By now, I hope everyone has had their power restored after Sandy blew through our area and wrecked havoc.
The media kept us fully informed about Sandy from the path she was following, to her intensity, the time frame of when she would hit landfall, and what to expect when she did hit our area.
So most of us spent last weekend "battening down the hatches," preparing for what was being called, "The Perfect Storm," "Frankenstorm" and "Superstorm Sandy."
Grocery store shelves were emptied of bottled water, bread, milk and other food staples that didn't require refrigeration.
Gas station lines were long as people filled their tanks and reserve cans.
And of course, it was the main topic of conversation everywhere.
I learned that no matter how prepared we thought we were, we're never mentally prepared enough.
The idea of being prepared can never match the reality of what a disaster leaves behind in its wake.
Who would have ever thought our Jersey shore would be devastated like Seaside Heights or Point Pleasant, or that a whole neighborhood like Breezy Point would go up in flames, leaving so many people homeless?
We here in our immediate area came out of this a lot better than many.
Oh, don't get me wrong. Being without power for even less than 24 hours was, well, let's just call it "inconvenient." And really, being without television for 20 hours was the only thing I missed most. So instead, we played Farkel by candlelight. We had stocked up on buckets of water to flush the toilets. We had bottled water to drink, to wash our faces and brush our teeth. We had our gas grill to cook. We have a generator that kept our refrigerator and freezer going.
Driving to and from work was a bit of a challenge.
I heard one comment on a news show from a firefighter that said "trees and power lines don't mix."
That appears to have been our biggest calamity from Sandy.
PPL had brought in extra outside help but it's been a long, slow process getting to all the trees and downed lines. There were just so many. Tuesday I got a glimpse of what they were up against. It seemed every road I traveled I had to make a detour because of fallen trees.
My most sincere thanks to all those who worked tirelessly to get our power back and our roads cleared. Also, my deepest thanks to the emergency personnel and fire company volunteers who gave their time and energy to keeping us safe and helping wherever they could in getting us back to normal.
Normal. I love normal. But on Tuesday night, I heard a new phrase in connection to the weather from Brian Williams on Rock Center with Jim Cantore of the Weather Channel.
Brian Williams asked "What's causing this 'new normal?'" Jim Cantore said, "What we're seeing in the atmosphere, Brian, especially at the high latitudes, are what we call these blocks, or these traffic jams, and they're big, and they're having impact on storms, and they're having impact on weather. You can never blame a single weather event on climate change, but these signals that we're seeing, that are changing directions of systems coming out the tropics, like Sandy, are something that have us scratching our heads and wondering, if this is the 'new normal,' we are in for a lot of trouble down the road ... I mean, you don't need a 100 years of data, let's just take 30 years…the climate is changing clearly, and what you can say is, if we are going to continue to see these signals, we are going to continue to see extreme weather events, one right after the other, whether they be tornadoes, droughts, floods or hurricanes."

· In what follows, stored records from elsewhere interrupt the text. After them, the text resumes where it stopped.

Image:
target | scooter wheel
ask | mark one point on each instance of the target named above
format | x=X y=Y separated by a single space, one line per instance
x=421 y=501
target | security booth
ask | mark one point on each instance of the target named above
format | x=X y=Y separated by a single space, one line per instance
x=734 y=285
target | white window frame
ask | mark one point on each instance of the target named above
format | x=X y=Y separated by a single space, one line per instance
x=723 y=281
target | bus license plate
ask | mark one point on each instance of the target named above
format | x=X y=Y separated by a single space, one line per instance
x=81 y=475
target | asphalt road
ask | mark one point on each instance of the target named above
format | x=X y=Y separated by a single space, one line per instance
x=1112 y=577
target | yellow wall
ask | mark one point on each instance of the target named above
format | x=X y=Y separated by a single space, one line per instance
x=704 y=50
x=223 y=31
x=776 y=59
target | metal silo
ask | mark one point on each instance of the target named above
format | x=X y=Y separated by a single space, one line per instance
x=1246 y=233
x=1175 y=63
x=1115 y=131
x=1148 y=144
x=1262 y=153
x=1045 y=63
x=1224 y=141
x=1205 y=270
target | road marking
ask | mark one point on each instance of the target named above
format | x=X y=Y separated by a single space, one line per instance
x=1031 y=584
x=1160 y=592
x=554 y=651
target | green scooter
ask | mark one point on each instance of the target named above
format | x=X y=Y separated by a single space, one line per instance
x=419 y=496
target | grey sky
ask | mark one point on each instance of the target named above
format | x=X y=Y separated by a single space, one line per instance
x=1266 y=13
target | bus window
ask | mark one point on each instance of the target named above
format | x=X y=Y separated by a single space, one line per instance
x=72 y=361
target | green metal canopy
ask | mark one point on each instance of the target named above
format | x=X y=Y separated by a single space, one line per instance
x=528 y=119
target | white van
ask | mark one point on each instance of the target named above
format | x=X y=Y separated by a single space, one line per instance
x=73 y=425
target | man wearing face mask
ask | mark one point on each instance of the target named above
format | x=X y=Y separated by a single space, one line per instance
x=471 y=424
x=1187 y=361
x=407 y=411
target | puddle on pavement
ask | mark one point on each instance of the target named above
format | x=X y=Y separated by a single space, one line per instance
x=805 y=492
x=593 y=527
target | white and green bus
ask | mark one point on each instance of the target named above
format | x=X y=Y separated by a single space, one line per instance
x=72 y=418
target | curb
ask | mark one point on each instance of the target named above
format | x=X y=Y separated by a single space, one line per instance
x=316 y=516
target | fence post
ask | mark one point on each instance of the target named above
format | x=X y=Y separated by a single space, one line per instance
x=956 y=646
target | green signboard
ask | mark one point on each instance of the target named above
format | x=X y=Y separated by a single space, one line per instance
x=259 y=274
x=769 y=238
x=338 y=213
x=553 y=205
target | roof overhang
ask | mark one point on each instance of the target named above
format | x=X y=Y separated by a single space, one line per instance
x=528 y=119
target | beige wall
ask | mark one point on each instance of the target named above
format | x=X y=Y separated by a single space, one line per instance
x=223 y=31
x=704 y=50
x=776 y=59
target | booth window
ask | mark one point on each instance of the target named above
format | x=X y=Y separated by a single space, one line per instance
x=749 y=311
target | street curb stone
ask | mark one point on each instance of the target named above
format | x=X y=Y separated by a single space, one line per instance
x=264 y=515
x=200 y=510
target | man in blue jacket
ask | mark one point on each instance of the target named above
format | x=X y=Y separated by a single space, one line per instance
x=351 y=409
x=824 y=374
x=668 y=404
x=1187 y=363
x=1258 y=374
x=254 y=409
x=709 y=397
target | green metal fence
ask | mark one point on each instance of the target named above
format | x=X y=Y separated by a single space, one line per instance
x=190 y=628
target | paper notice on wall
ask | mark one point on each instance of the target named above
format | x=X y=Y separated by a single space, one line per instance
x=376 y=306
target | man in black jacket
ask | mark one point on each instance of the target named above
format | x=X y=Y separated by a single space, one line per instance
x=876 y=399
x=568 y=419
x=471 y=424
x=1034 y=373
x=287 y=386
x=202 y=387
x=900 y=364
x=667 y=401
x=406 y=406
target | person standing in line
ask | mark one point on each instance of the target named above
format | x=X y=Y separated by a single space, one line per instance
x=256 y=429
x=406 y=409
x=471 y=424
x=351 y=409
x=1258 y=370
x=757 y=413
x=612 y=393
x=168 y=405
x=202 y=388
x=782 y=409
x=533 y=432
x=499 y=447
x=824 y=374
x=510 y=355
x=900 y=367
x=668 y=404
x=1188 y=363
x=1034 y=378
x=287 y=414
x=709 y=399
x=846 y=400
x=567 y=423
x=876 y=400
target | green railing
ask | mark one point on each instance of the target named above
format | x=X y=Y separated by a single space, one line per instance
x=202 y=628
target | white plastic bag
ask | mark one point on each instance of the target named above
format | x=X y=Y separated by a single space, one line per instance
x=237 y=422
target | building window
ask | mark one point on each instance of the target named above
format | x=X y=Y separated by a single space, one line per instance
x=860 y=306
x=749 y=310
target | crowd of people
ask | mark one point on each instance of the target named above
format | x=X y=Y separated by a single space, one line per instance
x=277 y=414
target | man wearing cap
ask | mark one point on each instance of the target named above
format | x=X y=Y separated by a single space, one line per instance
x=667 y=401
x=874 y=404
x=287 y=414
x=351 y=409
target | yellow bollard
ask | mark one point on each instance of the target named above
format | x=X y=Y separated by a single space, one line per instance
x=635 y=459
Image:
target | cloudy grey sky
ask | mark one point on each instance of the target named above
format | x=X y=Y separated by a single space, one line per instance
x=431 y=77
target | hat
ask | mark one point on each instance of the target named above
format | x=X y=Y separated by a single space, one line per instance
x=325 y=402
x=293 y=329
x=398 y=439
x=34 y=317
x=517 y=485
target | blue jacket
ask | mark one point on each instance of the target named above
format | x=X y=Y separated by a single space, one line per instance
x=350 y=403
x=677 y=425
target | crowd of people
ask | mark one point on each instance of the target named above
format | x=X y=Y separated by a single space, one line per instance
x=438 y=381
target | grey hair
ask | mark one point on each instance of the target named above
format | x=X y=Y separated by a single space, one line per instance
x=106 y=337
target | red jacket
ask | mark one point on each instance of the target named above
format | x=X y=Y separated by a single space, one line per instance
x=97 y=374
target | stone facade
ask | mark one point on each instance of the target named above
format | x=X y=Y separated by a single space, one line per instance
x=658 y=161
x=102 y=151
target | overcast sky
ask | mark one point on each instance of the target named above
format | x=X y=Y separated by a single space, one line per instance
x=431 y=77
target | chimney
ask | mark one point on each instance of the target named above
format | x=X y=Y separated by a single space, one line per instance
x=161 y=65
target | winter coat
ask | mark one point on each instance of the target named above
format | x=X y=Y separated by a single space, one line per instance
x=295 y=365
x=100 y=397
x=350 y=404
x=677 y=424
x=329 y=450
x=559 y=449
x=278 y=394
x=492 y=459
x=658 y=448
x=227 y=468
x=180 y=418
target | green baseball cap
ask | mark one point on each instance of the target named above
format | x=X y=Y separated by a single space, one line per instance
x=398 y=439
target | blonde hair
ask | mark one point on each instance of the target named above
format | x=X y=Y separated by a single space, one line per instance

You got to admit, we have definitely seen some major weather changes here in our own little neck of the woods.
How often do we talk about the winters of our childhood when the snow was so deep that we made snow caves and we were able to sleigh ride all winter long. Now we get one snowfall with maybe six inches. Winters use to be so cold we could ice skate on our ponds and lakes all season long. Now, our winters' climates are fairly mild and those same ponds and lakes never completely freeze. Don't get me wrong. I hate winter so if this is a sample of a "new normal" where winter is concerned, that's all right by me.
Then there's spring. Or, lack of. Lately, it seems we go from cold right into hot humid days, with very little springlike weather.
And summers ... I swear they get hotter, drier and more humid every year. Which now bring tornadoes our way, something else we've never experienced in the past. I don't want to wake up one morning singing "Somewhere Over the Rainbow" and finding the Wicked Witch of the East's striped stockings underneath my house.
So, if this is that "new normal" Jim Cantore was talking about, and we have to start worrying about battening down the hatches during Hurricane Season, I'm going to scream, stomp my feet, raise my fist ... and live with it. I'd consider moving, but according to what Cantore said, sooner or later, every place has to adjust to changes in the weather. It's ... normal.